梁 爽，肖爱华，马 江，陈发菊，桑子阳，马履一*

(1 北京林业大学 林学院 省部共建森林培育与保护教育部重点实验室，北京 100083；2 三峡大学 生物技术研究中心，湖北宜昌 443002；3湖北五峰土家族自治县林业科学研究所，湖北五峰 443413)

C2H2类锌指蛋白是一类调控植物生长发育和响应逆境胁迫等过程的重要转录因子[1]。SUPERMAN类基因是C2H2家族中的一类编码单锌指蛋白的基因，在其N端和C端分别含有一个高度保守的结构域QALGGH和L/IDLELRLG。SUPERMAN类基因广泛参与花器官发育、植株生长、形态建成、激素调控及逆境响应等过程[2-4]。在拟南芥(Arabidopsisthaliana)中，目前已发现了33个SUPERMAN类基因[5]，其中，SUPERMAN基因是首个克隆的SUPERMAN类基因，具有抑制花器官原基细胞过度分裂的功能,在控制雄蕊和心皮的边界形成中起作用。根据花发育的ABC模型，A功能基因在第一、二轮花器官中表达，B功能基因在第二、三轮花器官中表达，而C功能基因则在第三、四轮表达[6]。SUPERMAN基因通过限制B类花器官特征决定基因(APETALA3和PISTILLATA)在雄蕊中的表达，进而影响雄蕊和雌蕊的分化[7]。在SUPERMAN基因的突变体中，第三轮花器官分生组织细胞过度分裂，从而影响了心皮的发育，最终在心皮位置形成了雄蕊[8-9]。随后又在拟南芥中陆续克隆研究了AtZFP1、RBE、AtZFP10、AtZFP11、KNU和SAZ等基因。AtZFP1基因具有抑制细胞分化的能力，过表达AtZFP1基因使得拟南芥愈伤不能进一步分化再生成小苗[10]。拟南芥的RBE基因在花瓣原基的早期分化中起重要作用，在rbe突变体中，第二轮花器官发育缺陷，出现与萼片融合的现象，表明RBE能够控制第一轮和第二轮花器官边界的形成[11-12]。拟南芥的KNU基因具有抑制细胞增殖，调控雌蕊的形成和发育的功能[13]。在矮牵牛、水稻、杨树、棉花、苹果以及大豆等植物中同样也存在有该类单锌指蛋白[5]。矮牵牛的PhSUP1基因与SUPERMAN相似，可恢复拟南芥的superman突变体表型[14]。大豆的GmZFP1基因在花瓣和雄蕊以及种子发育后期表达升高[15]。陆地棉的GZFP基因在花器官中较其他器官表达增强，并参与植物的抗逆调节[16]。过表达苹果的MdSUP3基因，转基因烟草呈现植株矮化、节间缩短、叶片卷缩和花色加深等表型，部分花器官形态异常[17]。

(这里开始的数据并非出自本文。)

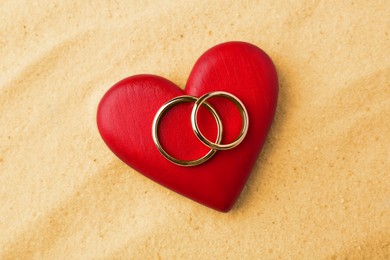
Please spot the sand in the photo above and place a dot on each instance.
(320, 187)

红花玉兰(Magnoliawufengensis)是2004年在湖北五峰发现的木兰科植物新种，其为落叶高大乔木，花杯型，先叶开放，花色内外全红，花被片倒阔卵形，数目9(～12)瓣[18]。课题组前期先后展开了红花玉兰种质资源、育苗技术、抗逆性研究以及花器官特征决定基因的功能的研究[19-24]。花器官多样性是红花玉兰最具观赏价值的性状，系统地开展红花玉兰花器官发育相关基因的研究，并运用到育种生产实践中，对红花玉兰花型改良与种质创新具有重要的学术意义和应用价值。红花玉兰‘娇红1号’是通过采取红花玉兰接穗嫁接的方式从高海拔地区到低海拔平原地区进行引种繁育，将原生母树优良的观赏性状固定下来培育而获得的新品种。本研究从红花玉兰新品种‘娇红1号’中克隆得到一个SUPERMAN类基因MwZFP10，通过RACE(rapid amplification of cDNA ends)方法获得了该基因CDS(coding sequence)全长序列，并通过生物信息学分析了MwZFP10的序列结构信息、理化性质，采用半定量和实时荧光定量PCR的方法分析其在红花玉兰花器官各组织的表达模式，并通过转基因功能分析进一步探究了MwZFP10基因在植物花器官发育中的功能。

1 材料和方法

1.1 试验材料及处理方法

2017年3～5月在湖北五峰红花玉兰苗木繁育基地，分别采集红花玉兰‘娇红1号’的花芽、花被片、雄蕊、雌蕊以及叶片和苞片。经液氮速冻后置于-80℃冰箱保存。采用EASYspin植物总RNA提取试剂盒(艾德莱，北京)提取红花玉兰花芽的总RNA，并使用NanoDrop2000(Thermo Scientific，美国)和1%凝胶电泳检测RNA的质量。采用Reverse Transcription System逆转录系统(Promega，美国)对总RNA逆转录合成第一链cDNA。

1.2 方 法

1.2.1红花玉兰MwZFP10基因的克隆根据红花玉兰转录组测序差异显著表达基因数据库中已获得的MwZFP10基因645 bp片段设计3′-RACE引物3′-RACE-MwZFP10-F1和3′-RACE-MwZFP10-F2(表1)。参照3′-Full RACE Core Set with PrimeScriptTMRTase试剂盒(TaKaRa，大连)中的RACE克隆方法扩增MwZFP10基因3′-末端未知序列。5′-末端序列和3′-末端序列比对和拼接后，获得MwZFP10基因序列全长。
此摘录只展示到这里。